# Vegetables.... how long??



## fireman5214 (Mar 4, 2009)

Im not sure exactly where to put this but i figured under DIY because I am Doing It Myself just looking for info......

I have seen and read u can feed fish vegetables, also saw a post of fruit on here. What vegetables and fruit would you consider? I have Red CHerry Shrimp, Pleco, Neons, Cory, Cherry Barb, Swordtails, Guppies. Do you let it sink to the bottom, Hang it up somehow?, How long? I heard a few hours but to me a few hours is 3, and I heard not until they rot... how long does it take for fruit and vegies to rot? What vegies and fruits would you suggest to be the safest....I know so many questions but i dont want to kill my water quality.


----------



## bsmith (Dec 13, 2006)

I feed my shrimp and Plecos Zucchini that has been boiled for about 2-3 mins. let it sit in cool water then drop in. I also let it sit in the tank untill its totally gone, maybe 2-3 days.


----------



## Zapins (Jul 28, 2004)

Not sure about feeding fruit, but I have seen mangos and banannas fall into tropical streams and the fish tend to eat it. So I assume those would be safe to add raw.
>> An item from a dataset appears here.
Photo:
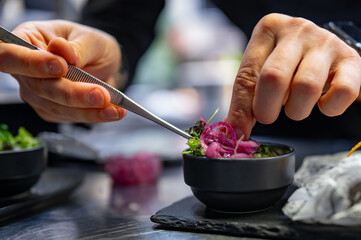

As far as veggies, you can add boiled zucchini, peas, corn, cucumber, Romain lettuce, garlic and carrots. Garlic is great because it stimulates appetite and if fed regularly kills internal parasites, I think it might be toxic to shrimp and snails though since it kills invertebrate worms. These must be boiled until they begin to get soft. Do not feed onions to the tank as they are probably poisonous to fish.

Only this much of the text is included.